BLS has implemented four of the five improvements designed for its National Compensation Survey (NCS) program:
(1) Problems associated with random selection of survey jobs.
Progress: BLS has designed an econometric model that is used to estimate salaries for jobs not randomly selected in a locality survey. NCS program data used for this report include modeled data when survey data were not available.
(2) Matching Federal and non-Federal jobs.
Progress: OPM formed an interagency working group that developed a crosswalk between Federal job classifications and the Standard Occupational Classification system, which BLS uses in its surveys. OPM staff made a few improvements designed to better match certain jobs, and BLS used the crosswalk and March 2005 GS employment data to weight the NCS job data used in this report.
(3)Excluding randomly selected jobs that would be classified above GS-15 in the Federal Government.
Progress: BLS developed methods for identifying and excluding non-Federal jobs that would be classified above GS-15 in the Federal Government. These jobs were excluded from data delivered to the Pay Agent for use in the locality pay program.
(4) Assigning GS grades to randomly selected survey jobs with supervisory duties.

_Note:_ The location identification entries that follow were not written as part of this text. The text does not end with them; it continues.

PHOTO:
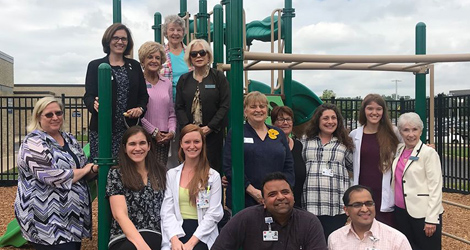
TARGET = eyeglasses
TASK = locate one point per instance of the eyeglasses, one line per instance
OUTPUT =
(201, 52)
(360, 204)
(51, 114)
(116, 39)
(282, 120)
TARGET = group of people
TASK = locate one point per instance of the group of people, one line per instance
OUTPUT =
(168, 124)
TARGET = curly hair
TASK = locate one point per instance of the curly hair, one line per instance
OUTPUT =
(313, 127)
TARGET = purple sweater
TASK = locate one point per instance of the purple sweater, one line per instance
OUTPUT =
(160, 108)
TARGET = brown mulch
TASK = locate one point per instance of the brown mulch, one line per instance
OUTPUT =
(456, 220)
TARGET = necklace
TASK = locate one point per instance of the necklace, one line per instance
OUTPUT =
(203, 76)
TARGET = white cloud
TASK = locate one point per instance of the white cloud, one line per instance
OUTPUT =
(52, 41)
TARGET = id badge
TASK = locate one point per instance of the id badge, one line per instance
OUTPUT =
(327, 172)
(203, 199)
(270, 236)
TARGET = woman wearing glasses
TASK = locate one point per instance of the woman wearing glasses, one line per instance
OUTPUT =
(129, 92)
(265, 150)
(53, 204)
(203, 98)
(283, 118)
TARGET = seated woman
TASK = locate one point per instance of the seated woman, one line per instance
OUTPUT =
(192, 206)
(135, 191)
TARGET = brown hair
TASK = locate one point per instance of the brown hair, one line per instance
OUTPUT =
(108, 36)
(281, 110)
(313, 127)
(386, 137)
(201, 175)
(131, 179)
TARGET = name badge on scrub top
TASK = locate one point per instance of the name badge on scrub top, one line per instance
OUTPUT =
(248, 140)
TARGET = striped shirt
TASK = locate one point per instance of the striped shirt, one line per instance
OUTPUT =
(327, 175)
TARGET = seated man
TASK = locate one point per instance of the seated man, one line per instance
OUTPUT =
(364, 232)
(276, 225)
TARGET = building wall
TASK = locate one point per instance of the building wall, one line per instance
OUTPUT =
(6, 74)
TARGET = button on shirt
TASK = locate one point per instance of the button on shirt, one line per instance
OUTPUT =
(386, 238)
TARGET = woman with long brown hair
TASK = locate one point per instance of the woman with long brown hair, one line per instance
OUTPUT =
(135, 190)
(327, 154)
(375, 144)
(192, 206)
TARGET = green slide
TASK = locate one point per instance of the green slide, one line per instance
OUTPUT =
(13, 237)
(304, 101)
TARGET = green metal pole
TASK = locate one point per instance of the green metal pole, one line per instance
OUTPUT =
(288, 14)
(236, 89)
(420, 79)
(228, 22)
(104, 159)
(183, 8)
(202, 17)
(157, 27)
(218, 34)
(116, 11)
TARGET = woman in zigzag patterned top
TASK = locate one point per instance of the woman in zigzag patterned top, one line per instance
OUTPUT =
(53, 204)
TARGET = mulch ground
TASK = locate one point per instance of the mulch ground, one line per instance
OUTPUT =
(456, 220)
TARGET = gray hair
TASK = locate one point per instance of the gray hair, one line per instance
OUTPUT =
(410, 118)
(173, 19)
(40, 105)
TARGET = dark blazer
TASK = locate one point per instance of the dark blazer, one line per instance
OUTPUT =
(215, 99)
(138, 96)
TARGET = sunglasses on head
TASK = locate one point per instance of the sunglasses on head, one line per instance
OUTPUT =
(194, 54)
(51, 114)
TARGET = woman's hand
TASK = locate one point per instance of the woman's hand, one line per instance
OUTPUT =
(96, 104)
(176, 244)
(135, 112)
(224, 181)
(255, 193)
(206, 130)
(429, 229)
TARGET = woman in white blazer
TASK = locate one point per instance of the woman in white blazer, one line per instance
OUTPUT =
(192, 205)
(372, 160)
(417, 182)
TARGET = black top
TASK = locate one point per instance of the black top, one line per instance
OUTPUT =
(300, 171)
(245, 230)
(137, 96)
(215, 99)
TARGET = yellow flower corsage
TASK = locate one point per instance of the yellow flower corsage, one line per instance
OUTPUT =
(272, 133)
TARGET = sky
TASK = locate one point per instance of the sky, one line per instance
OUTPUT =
(52, 41)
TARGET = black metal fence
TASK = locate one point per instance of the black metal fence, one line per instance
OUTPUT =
(452, 115)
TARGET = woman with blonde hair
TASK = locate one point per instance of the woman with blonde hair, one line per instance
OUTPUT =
(375, 145)
(160, 120)
(203, 98)
(53, 203)
(192, 205)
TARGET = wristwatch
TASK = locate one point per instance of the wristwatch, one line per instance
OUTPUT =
(155, 132)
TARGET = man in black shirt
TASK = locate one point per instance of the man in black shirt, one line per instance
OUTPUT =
(276, 225)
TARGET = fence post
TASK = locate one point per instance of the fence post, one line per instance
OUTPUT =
(104, 159)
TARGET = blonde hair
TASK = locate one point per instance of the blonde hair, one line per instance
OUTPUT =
(149, 48)
(40, 105)
(205, 45)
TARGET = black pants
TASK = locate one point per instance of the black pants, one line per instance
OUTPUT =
(413, 229)
(65, 246)
(332, 223)
(189, 227)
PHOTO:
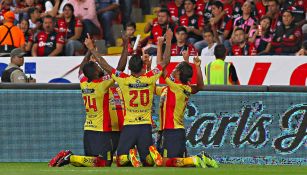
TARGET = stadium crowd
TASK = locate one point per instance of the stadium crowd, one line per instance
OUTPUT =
(245, 27)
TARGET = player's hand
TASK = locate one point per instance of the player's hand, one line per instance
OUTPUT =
(160, 40)
(89, 42)
(300, 53)
(186, 55)
(125, 38)
(147, 60)
(197, 61)
(169, 35)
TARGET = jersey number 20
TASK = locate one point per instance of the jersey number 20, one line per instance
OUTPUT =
(144, 97)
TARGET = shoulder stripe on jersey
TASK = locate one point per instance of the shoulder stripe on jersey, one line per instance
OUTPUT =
(106, 114)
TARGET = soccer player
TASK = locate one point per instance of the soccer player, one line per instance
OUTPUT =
(173, 101)
(104, 115)
(138, 91)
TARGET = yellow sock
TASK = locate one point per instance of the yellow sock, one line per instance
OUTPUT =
(82, 161)
(188, 161)
(149, 160)
(123, 160)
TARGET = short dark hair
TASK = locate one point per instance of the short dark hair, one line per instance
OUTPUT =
(218, 4)
(208, 30)
(239, 28)
(193, 1)
(130, 24)
(220, 51)
(181, 29)
(276, 1)
(305, 45)
(69, 5)
(135, 64)
(165, 10)
(289, 11)
(31, 11)
(49, 17)
(185, 72)
(89, 70)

Progress: BLS identified survey establishments where supervisory jobs were surveyed, discussed new collection procedures with its staff, and tested a new method of grading supervisory jobs based on grading the highest level of work supervised. BLS has completed field testing of the new procedures and used the new approach in its surveys this year.
The final NCS improvement continues to be phased into the surveys, but will not be completely implemented for 3 more years:
(5) Assigning GS grades to randomly selected survey jobs.

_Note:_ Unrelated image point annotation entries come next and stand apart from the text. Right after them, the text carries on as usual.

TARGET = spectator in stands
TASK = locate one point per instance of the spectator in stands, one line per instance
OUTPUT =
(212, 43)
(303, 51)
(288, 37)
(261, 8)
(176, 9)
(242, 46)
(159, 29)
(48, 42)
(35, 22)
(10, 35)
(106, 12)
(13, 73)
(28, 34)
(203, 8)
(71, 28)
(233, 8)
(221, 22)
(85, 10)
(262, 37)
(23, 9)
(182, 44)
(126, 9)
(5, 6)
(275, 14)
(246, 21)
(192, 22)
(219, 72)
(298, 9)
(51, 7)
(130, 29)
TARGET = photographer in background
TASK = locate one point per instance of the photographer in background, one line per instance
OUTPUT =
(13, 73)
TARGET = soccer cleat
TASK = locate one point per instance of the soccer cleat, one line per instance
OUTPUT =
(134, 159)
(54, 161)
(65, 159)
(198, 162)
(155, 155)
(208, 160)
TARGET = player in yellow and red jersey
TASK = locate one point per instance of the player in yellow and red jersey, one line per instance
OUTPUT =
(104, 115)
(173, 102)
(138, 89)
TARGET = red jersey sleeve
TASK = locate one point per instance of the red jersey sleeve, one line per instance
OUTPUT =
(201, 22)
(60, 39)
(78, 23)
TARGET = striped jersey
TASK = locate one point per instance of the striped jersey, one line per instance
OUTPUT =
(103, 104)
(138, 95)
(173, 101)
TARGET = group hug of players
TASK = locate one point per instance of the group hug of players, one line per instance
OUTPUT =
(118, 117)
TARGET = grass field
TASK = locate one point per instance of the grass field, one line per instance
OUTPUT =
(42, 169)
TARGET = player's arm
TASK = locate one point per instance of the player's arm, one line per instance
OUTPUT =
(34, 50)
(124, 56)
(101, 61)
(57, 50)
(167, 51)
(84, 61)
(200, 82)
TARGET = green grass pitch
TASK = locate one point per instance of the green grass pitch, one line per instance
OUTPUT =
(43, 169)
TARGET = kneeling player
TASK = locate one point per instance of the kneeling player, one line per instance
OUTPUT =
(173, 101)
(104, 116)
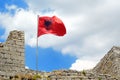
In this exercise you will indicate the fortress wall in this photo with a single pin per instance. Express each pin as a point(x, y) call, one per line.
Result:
point(12, 54)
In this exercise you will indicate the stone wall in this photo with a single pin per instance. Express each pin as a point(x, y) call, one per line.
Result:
point(12, 63)
point(110, 63)
point(12, 54)
point(82, 75)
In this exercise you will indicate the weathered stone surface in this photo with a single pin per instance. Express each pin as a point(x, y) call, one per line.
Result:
point(12, 54)
point(110, 63)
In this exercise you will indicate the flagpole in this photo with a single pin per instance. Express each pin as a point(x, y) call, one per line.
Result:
point(37, 47)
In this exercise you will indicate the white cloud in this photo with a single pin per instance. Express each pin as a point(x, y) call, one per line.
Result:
point(83, 65)
point(92, 26)
point(26, 67)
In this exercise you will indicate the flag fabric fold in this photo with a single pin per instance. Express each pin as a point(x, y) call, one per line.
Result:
point(50, 25)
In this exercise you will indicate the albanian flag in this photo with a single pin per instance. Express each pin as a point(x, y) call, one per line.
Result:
point(51, 25)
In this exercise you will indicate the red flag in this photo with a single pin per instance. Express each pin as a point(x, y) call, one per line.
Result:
point(50, 25)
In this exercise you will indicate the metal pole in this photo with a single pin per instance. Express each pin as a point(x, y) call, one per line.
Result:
point(37, 47)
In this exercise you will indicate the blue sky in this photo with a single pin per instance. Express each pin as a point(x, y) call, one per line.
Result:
point(92, 29)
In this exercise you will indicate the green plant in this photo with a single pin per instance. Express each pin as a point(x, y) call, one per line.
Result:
point(37, 76)
point(84, 73)
point(99, 78)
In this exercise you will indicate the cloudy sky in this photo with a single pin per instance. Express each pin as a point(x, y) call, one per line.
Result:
point(93, 27)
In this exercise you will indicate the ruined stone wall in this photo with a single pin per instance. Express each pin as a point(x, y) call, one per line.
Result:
point(12, 54)
point(110, 63)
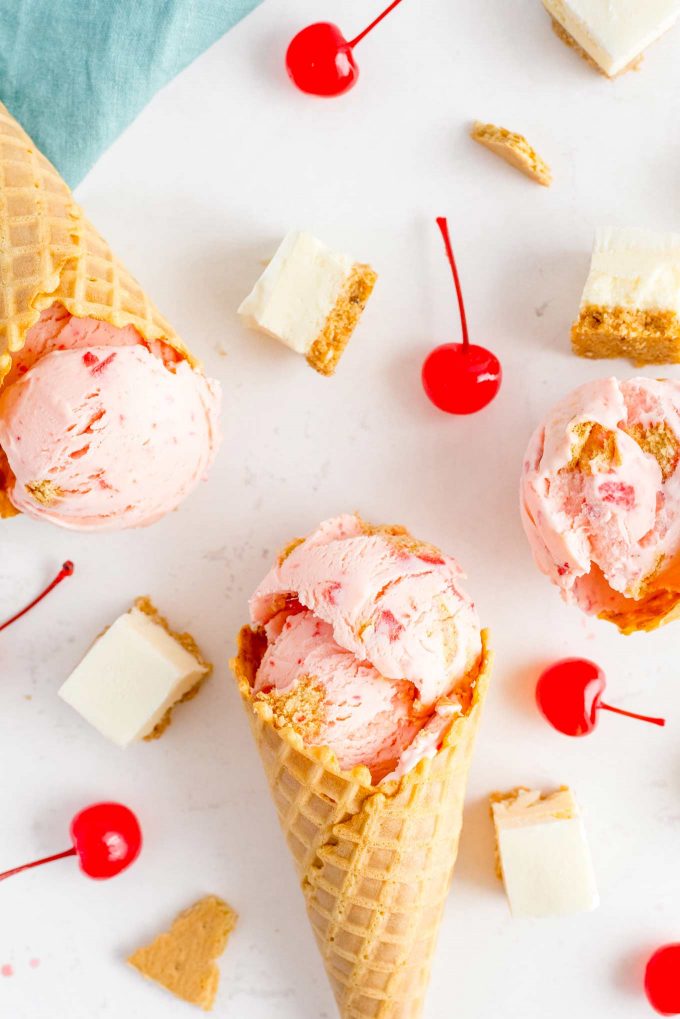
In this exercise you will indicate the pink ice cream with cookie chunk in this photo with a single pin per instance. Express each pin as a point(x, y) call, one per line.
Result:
point(600, 491)
point(102, 429)
point(371, 639)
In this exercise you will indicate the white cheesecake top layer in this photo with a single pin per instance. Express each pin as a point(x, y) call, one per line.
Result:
point(634, 269)
point(128, 679)
point(614, 33)
point(544, 857)
point(297, 291)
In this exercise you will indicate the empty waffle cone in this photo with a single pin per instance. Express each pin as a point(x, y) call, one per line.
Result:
point(51, 254)
point(374, 862)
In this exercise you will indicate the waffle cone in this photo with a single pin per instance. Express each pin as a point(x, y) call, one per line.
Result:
point(374, 862)
point(51, 253)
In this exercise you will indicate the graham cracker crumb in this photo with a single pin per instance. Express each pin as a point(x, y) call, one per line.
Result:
point(514, 149)
point(329, 344)
point(594, 449)
point(646, 337)
point(45, 492)
point(146, 605)
point(300, 706)
point(569, 41)
point(290, 548)
point(182, 959)
point(661, 442)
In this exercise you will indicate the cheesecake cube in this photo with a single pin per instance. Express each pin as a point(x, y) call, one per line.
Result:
point(612, 35)
point(133, 676)
point(310, 298)
point(630, 306)
point(542, 854)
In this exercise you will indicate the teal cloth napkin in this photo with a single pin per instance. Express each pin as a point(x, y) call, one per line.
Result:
point(75, 72)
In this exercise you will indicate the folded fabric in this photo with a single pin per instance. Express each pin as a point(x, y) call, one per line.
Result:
point(76, 72)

Progress: OPM designed and tested a four-factor evaluation system for use in the surveys, and BLS successfully used the new approach in field tests. OPM also developed 20 job family grade leveling guides that cover the range of work under the General Schedule and provide occupation-specific information for use in the surveys. BLS developed several additional guides for its own uses. BLS has been phasing in the new approach over the last 2 years and about 40 percent of the data were graded under the new approach this year. This improvement will take 5 years to fully implement in private sector establishments because BLS conducts detailed job leveling interviews only when it first adds an establishment to its surveys and replaces only 1/5 of its private sector establishment sample each year. An additional year is needed to introduce the new leveling process in State and local governments, bringing the total to 6 years for full implementation.
Establishments with Fewer than 50 Employees
BLS has expanded its surveys to cover establishments with fewer than 50 employees. Data currently delivered to the Pay Agent exclude these small establishments, but the Pay Agent has asked BLS to report data in 2007 both with and without small establishments.

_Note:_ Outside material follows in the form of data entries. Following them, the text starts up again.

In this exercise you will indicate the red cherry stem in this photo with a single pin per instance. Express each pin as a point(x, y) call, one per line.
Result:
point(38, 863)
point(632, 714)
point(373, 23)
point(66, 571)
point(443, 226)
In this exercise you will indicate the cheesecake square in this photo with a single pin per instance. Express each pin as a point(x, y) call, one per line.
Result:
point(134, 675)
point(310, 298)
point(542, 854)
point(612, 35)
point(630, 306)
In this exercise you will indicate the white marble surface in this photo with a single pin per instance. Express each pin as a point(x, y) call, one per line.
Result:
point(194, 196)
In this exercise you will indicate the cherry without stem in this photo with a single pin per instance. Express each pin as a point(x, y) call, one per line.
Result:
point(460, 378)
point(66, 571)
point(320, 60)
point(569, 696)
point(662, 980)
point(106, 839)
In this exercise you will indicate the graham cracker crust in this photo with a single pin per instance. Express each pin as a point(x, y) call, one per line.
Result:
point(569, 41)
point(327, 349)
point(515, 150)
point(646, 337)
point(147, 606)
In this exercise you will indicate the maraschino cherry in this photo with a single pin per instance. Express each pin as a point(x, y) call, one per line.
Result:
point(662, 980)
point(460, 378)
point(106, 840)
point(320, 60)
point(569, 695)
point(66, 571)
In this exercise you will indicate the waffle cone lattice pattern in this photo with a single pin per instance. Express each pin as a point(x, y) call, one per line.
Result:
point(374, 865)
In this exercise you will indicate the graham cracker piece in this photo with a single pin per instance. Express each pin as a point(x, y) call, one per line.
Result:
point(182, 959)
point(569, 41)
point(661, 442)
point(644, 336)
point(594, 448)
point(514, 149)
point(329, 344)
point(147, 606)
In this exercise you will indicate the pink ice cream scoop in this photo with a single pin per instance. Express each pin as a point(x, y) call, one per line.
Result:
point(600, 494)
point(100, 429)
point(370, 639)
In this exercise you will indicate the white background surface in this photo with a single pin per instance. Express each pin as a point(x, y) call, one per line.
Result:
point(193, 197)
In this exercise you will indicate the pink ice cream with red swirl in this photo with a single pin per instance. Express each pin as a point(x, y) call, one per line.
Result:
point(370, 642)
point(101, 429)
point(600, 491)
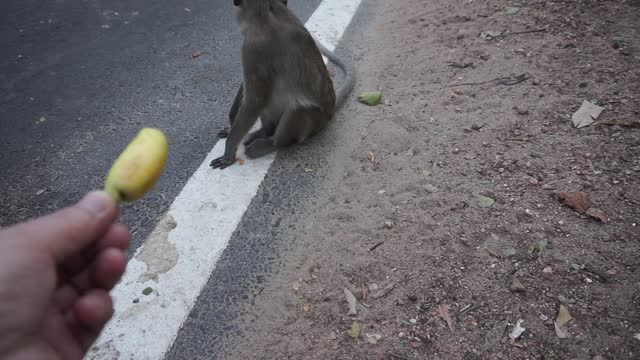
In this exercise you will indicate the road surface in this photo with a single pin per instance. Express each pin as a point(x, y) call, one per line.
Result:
point(78, 81)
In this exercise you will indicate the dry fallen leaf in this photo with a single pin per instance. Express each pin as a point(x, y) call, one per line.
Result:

BLS informs us that about 27 percent of non-Federal employees in white-collar jobs matched to GS jobs work in these small establishments. However, some members of the Federal Salary Council have expressed concerns about whether jobs in small establishments, especially mixed jobs where the incumbent has multiple roles, can be accurately matched to Federal jobs, and questioned whether the Government should limit coverage to larger establishments. The Federal Salary Council plans to continue its review of this issue, and we will consider the Council's recommendations before making any changes in the establishment size cut-off for the locality pay program.